Price: 30GB, US$279-US$299; 80GB, US$329-US$350; 160GB, US$379-US$450
Summary: IPods are wonderful, but mobile videophiles need the greater storage and larger screen offered by the highly competent and reasonably priced Archos 605 WiFi. David Haskin
Noise-canceling headphones: Aurvana X-Fi
Creative Technology's new noise-canceling headphones have accomplished a previously unthinkable feat by besting Bose's legendary QuietComfort 2 headphones with a combination of cushy comfort and excellent sound quality.
While the noise-canceling features of the Aurvana X-Fi headphones will be of great convenience to frequent fliers, the most impressive and unique attribute is Creative's integration of its proprietary X-Fi technology directly into the headphones.
Essentially an algorithm devised to restore high and low sounds that are lost during the compression of digital music, the X-Fi Crystallizer delivers a marked increase in sound quality with no distortion at all.
The headphones also feature Creative's X-Fi CMSS-3D technology, which simulates a home theater surround-sound environment, making them perfect for watching movies. Both of these features, as well as the noise-canceling functionality, can be activated or deactivated at any time.

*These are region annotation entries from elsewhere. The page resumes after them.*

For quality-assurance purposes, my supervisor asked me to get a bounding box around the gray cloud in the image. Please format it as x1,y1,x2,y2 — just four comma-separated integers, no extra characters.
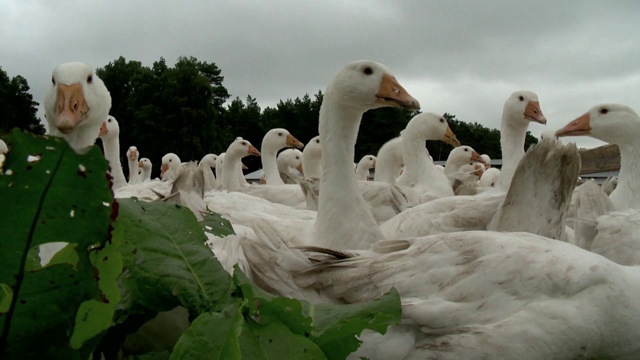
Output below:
0,0,640,147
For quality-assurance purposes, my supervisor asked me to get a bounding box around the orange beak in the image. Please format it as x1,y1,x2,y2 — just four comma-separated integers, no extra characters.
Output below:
129,150,138,160
376,74,420,110
524,101,547,125
160,164,169,179
98,121,109,136
54,84,89,134
556,113,591,137
440,126,460,147
287,134,304,149
247,145,260,156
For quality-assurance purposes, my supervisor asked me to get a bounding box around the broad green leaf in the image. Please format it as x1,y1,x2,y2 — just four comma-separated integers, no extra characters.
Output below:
240,319,327,360
113,199,232,314
46,244,79,266
70,236,122,349
233,267,402,359
0,284,13,313
171,304,244,360
200,212,235,237
0,130,112,359
311,289,402,359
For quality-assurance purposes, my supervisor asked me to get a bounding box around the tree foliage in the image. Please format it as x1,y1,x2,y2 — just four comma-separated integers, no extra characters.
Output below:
0,67,45,135
0,57,537,177
0,130,401,360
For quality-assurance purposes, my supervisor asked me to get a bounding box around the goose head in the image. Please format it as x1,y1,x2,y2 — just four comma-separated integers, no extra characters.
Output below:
278,149,303,174
402,112,460,147
138,158,153,171
556,104,640,145
262,128,304,154
447,145,485,166
503,90,547,126
480,154,491,169
199,154,218,168
127,146,140,162
228,138,260,158
160,153,182,181
44,62,111,152
325,60,420,111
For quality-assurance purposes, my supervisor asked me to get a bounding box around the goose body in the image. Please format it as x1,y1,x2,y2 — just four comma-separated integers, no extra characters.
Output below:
276,148,304,184
99,115,127,190
375,136,404,183
302,136,322,179
381,91,546,238
138,158,153,182
127,146,142,184
556,104,640,265
356,155,376,181
44,62,111,153
198,154,218,192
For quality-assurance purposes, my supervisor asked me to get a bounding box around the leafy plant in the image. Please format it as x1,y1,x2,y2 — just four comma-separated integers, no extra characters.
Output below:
0,131,401,359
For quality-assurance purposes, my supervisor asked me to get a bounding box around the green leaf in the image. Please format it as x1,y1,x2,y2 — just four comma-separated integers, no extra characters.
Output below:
240,319,327,360
0,130,112,359
113,199,232,314
0,284,13,314
311,289,402,359
200,212,235,237
171,304,244,360
233,267,402,359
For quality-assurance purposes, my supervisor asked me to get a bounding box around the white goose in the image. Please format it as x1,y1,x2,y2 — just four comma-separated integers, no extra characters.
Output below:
276,148,303,184
302,136,322,179
215,152,224,190
444,145,485,182
127,146,142,184
260,128,304,185
243,134,640,360
99,115,127,191
380,91,546,238
238,129,307,209
44,62,111,153
356,155,376,181
397,112,460,198
160,153,182,181
242,61,419,253
138,158,153,182
556,104,640,265
198,154,218,192
374,136,404,184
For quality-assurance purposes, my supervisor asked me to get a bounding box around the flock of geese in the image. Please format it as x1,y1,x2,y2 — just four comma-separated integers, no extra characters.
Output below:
15,61,640,359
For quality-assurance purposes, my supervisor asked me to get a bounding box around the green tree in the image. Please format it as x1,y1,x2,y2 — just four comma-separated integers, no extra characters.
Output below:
97,57,231,176
0,68,45,135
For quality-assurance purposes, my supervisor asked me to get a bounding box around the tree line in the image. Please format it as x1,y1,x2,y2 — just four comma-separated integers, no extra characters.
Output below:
0,57,537,176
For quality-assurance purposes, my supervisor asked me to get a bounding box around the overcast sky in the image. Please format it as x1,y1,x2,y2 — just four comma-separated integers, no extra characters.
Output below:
0,0,640,152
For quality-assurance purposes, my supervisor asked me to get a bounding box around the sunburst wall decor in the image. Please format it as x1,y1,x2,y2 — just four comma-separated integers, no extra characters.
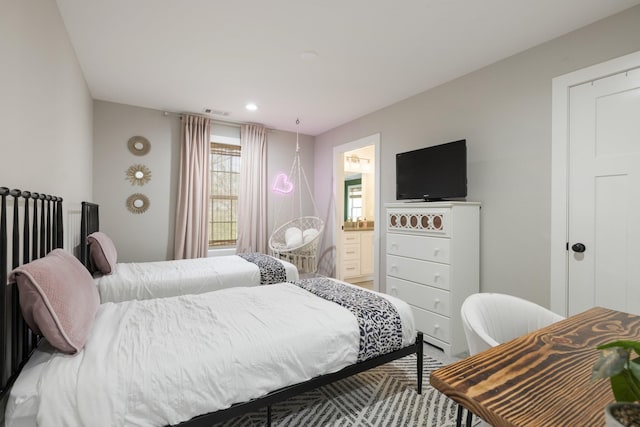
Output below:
127,193,149,214
127,165,151,185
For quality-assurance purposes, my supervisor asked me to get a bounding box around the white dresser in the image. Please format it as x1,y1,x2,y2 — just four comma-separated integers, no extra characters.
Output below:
385,202,480,355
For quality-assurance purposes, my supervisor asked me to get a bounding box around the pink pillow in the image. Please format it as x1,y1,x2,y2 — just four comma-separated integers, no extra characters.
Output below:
87,231,118,274
9,249,100,354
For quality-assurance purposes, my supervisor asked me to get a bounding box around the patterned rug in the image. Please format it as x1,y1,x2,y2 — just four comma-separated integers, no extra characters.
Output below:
220,354,476,427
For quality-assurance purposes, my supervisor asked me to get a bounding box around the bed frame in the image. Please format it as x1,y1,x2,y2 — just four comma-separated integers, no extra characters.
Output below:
0,187,63,402
5,196,423,427
80,202,100,268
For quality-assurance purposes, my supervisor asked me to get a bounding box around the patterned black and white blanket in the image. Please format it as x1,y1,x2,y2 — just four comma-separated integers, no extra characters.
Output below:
291,277,402,362
238,252,287,285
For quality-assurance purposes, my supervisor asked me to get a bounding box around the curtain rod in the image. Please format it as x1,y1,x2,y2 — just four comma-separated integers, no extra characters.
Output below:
162,111,274,132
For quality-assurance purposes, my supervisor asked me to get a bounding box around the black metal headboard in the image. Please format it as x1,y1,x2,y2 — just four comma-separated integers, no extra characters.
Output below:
80,202,100,268
0,187,64,398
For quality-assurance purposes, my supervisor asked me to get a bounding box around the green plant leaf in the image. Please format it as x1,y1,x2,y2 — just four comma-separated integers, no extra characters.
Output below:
610,370,640,402
591,347,629,380
598,340,640,354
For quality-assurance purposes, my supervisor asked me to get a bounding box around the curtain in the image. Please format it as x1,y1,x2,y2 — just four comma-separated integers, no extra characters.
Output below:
237,125,268,253
174,115,211,259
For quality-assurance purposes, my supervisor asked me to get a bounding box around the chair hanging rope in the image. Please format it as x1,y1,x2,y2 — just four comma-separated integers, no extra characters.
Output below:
269,119,324,273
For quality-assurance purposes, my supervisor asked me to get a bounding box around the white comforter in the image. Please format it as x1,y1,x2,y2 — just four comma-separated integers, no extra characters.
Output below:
94,255,298,303
7,283,415,427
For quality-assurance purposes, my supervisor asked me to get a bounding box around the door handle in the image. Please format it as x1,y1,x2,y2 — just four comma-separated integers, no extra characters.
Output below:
571,243,587,253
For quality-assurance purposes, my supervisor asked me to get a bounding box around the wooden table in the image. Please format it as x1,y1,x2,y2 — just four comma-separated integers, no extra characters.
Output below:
429,307,640,427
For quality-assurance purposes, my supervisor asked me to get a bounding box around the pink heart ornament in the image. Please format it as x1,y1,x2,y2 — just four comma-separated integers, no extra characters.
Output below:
273,173,293,194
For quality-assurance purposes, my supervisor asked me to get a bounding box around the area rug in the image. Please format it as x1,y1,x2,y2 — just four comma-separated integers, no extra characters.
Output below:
219,354,476,427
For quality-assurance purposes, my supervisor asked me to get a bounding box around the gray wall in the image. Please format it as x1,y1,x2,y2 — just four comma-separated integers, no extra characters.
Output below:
0,0,93,249
93,101,314,262
93,101,180,262
315,6,640,306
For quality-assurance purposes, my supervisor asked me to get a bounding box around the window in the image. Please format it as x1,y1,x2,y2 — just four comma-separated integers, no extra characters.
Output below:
209,137,240,247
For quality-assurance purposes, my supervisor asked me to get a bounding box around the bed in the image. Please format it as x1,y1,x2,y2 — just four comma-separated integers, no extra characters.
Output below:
80,202,299,302
0,189,422,427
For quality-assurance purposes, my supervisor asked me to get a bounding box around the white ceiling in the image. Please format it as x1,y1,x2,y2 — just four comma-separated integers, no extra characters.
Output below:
56,0,640,135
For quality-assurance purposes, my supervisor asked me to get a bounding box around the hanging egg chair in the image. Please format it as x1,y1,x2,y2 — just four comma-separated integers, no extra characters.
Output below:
269,120,324,274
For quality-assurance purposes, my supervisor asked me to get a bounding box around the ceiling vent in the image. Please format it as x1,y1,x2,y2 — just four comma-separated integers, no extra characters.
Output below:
202,107,229,117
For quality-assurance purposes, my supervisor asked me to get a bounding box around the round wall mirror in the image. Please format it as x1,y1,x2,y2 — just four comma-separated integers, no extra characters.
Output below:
126,165,151,185
127,193,149,214
127,136,151,156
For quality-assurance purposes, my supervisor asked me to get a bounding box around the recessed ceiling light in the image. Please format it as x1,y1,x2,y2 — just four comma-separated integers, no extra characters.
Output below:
300,50,318,61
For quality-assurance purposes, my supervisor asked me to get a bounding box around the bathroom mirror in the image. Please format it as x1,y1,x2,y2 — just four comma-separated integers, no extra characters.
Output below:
127,193,149,214
127,136,151,156
344,174,363,222
126,165,151,185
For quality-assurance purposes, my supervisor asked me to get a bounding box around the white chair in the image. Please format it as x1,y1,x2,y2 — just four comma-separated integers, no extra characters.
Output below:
457,293,564,427
460,293,564,355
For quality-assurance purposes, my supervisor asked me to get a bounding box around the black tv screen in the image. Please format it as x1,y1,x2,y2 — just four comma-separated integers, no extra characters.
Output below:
396,139,467,201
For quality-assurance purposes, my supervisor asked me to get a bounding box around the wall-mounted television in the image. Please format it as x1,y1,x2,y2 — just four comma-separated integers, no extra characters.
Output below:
396,139,467,201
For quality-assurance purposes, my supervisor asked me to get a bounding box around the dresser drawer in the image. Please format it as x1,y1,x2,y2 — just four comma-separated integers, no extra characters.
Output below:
342,231,360,245
342,259,360,278
387,255,449,290
342,243,360,261
387,233,450,264
411,305,451,343
387,277,451,317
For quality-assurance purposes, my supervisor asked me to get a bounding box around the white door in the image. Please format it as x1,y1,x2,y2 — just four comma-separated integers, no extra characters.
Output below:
567,69,640,315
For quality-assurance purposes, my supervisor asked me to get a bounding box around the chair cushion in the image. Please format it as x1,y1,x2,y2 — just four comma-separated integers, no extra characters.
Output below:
460,292,564,354
284,227,304,248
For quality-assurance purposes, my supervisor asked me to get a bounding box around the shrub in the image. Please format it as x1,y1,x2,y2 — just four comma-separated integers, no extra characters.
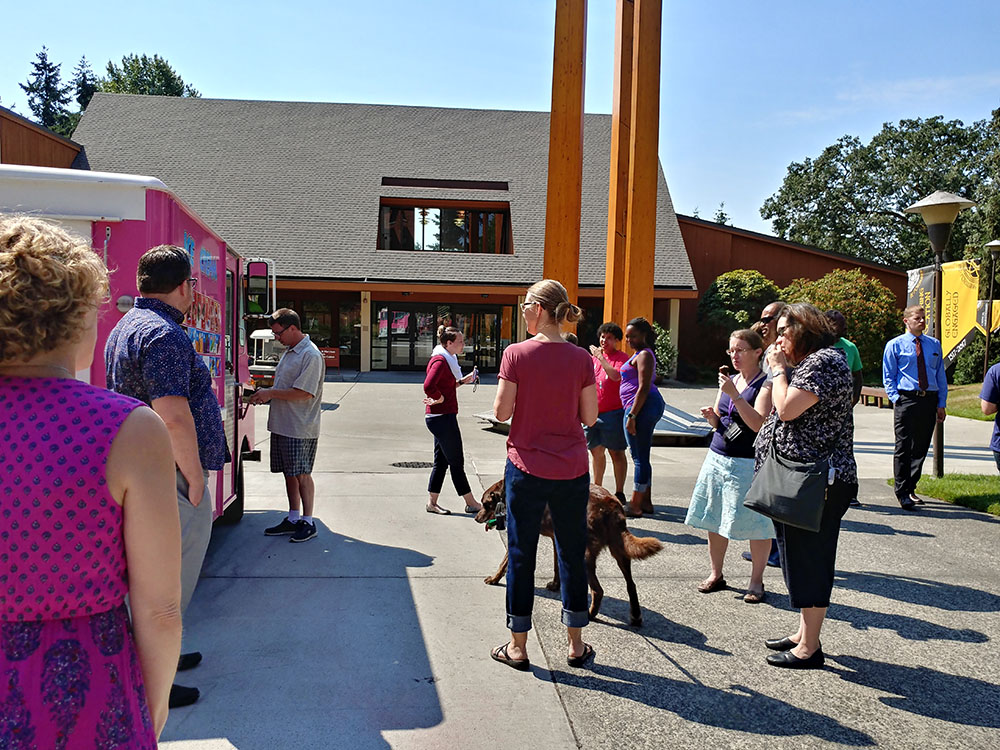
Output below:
698,268,781,335
781,268,903,380
653,323,677,377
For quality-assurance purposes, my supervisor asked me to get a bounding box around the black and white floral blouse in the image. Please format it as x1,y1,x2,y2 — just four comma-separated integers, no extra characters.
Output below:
754,348,858,483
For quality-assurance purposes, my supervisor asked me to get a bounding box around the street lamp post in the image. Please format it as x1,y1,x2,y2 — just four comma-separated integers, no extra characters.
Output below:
904,190,976,477
983,240,1000,380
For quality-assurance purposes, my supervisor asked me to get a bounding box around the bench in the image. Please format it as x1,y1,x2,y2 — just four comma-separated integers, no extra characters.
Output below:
861,385,892,409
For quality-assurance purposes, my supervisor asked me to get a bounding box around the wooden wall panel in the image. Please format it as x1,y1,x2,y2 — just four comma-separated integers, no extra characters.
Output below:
0,111,80,168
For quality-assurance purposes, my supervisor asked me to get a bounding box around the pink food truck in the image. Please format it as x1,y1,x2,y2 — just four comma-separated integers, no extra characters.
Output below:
0,165,275,522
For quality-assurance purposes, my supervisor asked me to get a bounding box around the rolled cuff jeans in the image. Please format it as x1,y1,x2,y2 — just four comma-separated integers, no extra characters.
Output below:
622,389,666,492
504,460,590,633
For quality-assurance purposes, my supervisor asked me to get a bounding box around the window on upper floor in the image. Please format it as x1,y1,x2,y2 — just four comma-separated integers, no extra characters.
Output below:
378,199,514,255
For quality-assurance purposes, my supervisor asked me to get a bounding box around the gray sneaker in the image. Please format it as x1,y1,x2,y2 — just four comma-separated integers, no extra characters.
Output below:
288,521,316,542
264,517,299,536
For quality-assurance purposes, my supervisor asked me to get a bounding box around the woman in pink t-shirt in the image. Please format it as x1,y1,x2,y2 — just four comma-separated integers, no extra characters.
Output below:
491,279,597,671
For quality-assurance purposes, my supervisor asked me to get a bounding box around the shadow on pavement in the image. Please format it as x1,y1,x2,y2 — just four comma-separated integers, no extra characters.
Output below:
840,520,935,539
162,511,443,750
826,654,1000,729
535,586,732,656
826,602,989,643
551,654,876,747
835,571,1000,612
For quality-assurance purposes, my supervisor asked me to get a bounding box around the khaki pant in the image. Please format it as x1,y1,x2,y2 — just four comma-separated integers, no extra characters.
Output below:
177,469,212,614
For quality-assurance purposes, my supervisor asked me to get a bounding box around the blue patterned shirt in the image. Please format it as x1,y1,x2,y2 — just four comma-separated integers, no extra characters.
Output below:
104,297,229,470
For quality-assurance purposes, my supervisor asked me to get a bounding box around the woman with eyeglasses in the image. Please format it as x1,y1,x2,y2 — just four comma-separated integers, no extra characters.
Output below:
684,330,774,604
755,303,858,669
424,326,483,516
490,279,597,671
618,318,666,518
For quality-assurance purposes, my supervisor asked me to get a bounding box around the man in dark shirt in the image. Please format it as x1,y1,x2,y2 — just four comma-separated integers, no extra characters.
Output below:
104,245,227,708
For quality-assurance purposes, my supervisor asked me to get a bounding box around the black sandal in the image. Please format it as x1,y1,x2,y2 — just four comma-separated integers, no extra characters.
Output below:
490,641,531,672
566,643,597,667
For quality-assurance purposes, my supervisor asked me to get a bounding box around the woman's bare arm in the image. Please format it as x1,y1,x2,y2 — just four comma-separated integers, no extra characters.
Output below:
493,378,517,422
107,407,181,737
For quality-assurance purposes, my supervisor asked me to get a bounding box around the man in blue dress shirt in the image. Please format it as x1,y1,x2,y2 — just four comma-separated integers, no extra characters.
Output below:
882,305,948,510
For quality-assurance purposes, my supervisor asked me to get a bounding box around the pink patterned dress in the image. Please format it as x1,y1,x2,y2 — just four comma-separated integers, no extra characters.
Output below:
0,377,156,750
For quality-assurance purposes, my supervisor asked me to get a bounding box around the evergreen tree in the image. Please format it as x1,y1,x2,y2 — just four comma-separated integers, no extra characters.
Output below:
18,46,72,132
73,55,97,111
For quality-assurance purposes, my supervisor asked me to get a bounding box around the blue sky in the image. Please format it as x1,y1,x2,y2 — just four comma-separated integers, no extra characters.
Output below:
0,0,1000,232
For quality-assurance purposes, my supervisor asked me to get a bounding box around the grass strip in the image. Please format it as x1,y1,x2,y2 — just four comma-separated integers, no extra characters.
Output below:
912,474,1000,516
945,383,995,422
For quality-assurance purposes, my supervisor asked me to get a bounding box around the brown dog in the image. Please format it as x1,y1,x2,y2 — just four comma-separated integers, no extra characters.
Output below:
476,479,663,627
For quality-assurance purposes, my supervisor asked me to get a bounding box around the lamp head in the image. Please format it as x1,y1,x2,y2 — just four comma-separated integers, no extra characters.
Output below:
903,190,976,259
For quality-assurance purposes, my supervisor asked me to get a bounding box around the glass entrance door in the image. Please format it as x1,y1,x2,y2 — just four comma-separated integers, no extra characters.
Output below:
372,302,437,370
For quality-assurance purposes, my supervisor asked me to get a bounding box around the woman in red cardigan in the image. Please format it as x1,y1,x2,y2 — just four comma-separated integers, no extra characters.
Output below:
424,326,482,516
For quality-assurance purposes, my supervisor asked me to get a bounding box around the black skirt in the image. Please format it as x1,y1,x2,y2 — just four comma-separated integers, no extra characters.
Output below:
774,479,858,609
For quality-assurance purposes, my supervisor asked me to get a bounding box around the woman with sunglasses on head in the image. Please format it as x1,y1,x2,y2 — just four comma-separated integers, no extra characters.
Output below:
755,303,858,669
618,318,666,518
685,330,774,604
424,326,483,516
490,279,597,671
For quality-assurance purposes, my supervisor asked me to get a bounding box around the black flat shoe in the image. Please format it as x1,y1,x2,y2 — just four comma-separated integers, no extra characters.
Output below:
764,636,799,651
177,651,201,672
767,648,824,669
167,685,201,708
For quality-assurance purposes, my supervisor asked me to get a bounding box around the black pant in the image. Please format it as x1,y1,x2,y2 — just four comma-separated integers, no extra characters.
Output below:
892,391,937,500
424,414,471,495
774,479,858,609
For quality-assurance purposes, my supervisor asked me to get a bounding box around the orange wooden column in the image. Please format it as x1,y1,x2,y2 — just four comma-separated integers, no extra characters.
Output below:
622,0,662,323
542,0,587,312
602,0,634,326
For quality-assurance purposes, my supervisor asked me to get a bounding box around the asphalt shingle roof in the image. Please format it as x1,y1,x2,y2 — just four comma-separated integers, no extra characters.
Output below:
73,93,694,289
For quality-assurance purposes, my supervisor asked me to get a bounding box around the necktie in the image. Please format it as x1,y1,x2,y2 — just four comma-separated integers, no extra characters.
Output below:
913,336,927,391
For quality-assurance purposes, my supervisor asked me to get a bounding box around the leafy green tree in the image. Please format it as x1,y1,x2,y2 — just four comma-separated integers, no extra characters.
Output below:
760,116,989,268
97,55,201,97
698,268,780,334
72,55,97,112
712,201,733,224
653,321,677,377
781,268,903,381
18,46,71,132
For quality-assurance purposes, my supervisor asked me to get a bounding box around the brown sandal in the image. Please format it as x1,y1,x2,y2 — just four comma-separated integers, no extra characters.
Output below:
698,576,726,594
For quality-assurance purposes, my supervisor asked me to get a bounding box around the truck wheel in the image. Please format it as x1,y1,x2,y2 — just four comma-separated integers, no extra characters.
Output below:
219,461,245,526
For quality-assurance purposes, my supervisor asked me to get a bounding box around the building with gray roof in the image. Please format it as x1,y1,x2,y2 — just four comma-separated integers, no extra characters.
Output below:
73,93,696,370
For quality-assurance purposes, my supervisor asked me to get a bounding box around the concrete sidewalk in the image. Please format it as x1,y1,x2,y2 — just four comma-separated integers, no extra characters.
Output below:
162,384,1000,750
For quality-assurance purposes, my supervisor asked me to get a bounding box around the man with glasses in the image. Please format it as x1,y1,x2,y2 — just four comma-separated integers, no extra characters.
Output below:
250,307,326,542
104,245,230,708
882,305,948,510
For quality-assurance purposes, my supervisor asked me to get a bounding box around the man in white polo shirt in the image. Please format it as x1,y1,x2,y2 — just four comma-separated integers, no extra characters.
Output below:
250,308,326,542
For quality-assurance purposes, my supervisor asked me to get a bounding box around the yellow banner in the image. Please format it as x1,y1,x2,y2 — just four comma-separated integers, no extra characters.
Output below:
941,260,979,357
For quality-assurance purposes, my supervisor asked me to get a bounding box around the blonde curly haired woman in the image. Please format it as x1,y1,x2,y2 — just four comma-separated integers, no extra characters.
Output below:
0,217,181,749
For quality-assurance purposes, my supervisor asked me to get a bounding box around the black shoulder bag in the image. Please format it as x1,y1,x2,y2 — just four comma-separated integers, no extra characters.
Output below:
743,421,833,532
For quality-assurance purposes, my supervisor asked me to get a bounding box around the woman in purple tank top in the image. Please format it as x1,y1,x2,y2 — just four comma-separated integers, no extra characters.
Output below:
0,217,181,750
618,318,665,518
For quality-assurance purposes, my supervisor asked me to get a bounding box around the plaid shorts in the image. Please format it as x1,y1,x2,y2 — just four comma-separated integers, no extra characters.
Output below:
271,432,319,477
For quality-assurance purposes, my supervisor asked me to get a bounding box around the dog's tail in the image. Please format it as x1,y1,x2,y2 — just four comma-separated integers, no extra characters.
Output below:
622,531,663,560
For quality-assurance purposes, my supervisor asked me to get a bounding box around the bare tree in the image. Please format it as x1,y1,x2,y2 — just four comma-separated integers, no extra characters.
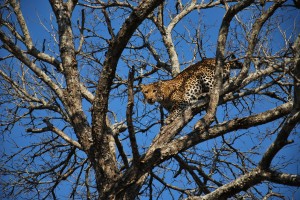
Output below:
0,0,300,199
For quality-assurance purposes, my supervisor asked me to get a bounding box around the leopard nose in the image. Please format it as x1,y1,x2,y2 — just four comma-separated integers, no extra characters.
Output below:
147,99,154,104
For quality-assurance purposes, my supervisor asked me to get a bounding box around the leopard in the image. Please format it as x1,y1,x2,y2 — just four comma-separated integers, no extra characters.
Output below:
140,58,242,119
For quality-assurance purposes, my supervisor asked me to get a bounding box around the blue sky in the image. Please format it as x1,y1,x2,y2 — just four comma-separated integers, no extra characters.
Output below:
0,1,300,199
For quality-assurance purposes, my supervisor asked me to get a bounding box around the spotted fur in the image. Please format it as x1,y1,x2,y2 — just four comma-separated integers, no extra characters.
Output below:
141,58,241,113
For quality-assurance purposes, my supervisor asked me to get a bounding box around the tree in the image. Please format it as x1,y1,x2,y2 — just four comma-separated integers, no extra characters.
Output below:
0,0,300,199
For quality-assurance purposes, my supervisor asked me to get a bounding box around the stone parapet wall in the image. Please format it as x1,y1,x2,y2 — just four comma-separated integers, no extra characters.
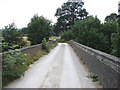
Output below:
70,40,120,88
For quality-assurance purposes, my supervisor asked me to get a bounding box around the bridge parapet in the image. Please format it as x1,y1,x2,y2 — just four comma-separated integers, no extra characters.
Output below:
71,40,120,88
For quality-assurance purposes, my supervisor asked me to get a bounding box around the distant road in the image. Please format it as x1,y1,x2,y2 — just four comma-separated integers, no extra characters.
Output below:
7,43,101,88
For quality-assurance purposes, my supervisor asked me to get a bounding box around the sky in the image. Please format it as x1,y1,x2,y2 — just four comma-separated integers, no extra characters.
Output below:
0,0,119,29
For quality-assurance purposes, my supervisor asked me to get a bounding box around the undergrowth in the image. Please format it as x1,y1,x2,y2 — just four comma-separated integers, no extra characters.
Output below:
2,39,57,86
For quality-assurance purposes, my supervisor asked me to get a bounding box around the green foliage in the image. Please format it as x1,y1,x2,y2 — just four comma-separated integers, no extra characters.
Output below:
2,23,22,45
54,1,88,35
42,38,49,52
61,31,74,41
105,13,117,22
2,50,27,85
71,16,101,37
111,17,120,57
100,21,119,54
28,15,53,45
20,27,28,36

With earpieces crafted out of soft simulated leather and a fairly light profile, the Aurvana headset is an ideal holiday gift for the traveler in your life.
Aurvana X-Fi Noise-Canceling Headphones from Creative Technology Ltd.
Summary: Creative has integrated its proprietary X-Fi technology into these noise-canceling headphones to deliver superior sound quality. George Jones
GPS device: Garmin Nuvi 200
The Garmin Nuvi 200 is a great entry into the world of Global Positioning System (GPS) devices. At about 4 by 3 in. in size, it can be mounted in your vehicle or carried for pedestrian travel or activities such as geocaching.
The entry-level device, which can be found on the Web for about US$200, doesn't include fancy extras such as Bluetooth capability or MP3 playback. But it does come with a picture viewer, a world travel clock, a currency and measurement converter and a calculator.
The Nuvi 200 includes preloaded maps of the continental US, Hawaii and Puerto Rico (other model numbers come with different map packages). With just a few pokes at the touch-screen display, you can be on your way to specific addresses or even "points of interest" such as the nearest ATM, restaurant, hospital or hotel (13 categories in all). It can also accommodate an SD memory card that lets you add your own points of interest. The maps are generally accurate and up to date, although in about one month of use I did find it chooses to completely ignore one shortcut near my home, instead sending me on a longer route.
For GPS navigation, it includes the options of a 3-D or flat map display, auto, bicycle or pedestrian travel modes and feature avoidance (for bypassing toll roads, for example). You can choose to travel by the fastest time or shortest route. You can even choose different vehicle icons, in case you want to pretend you're driving a monster truck, for example.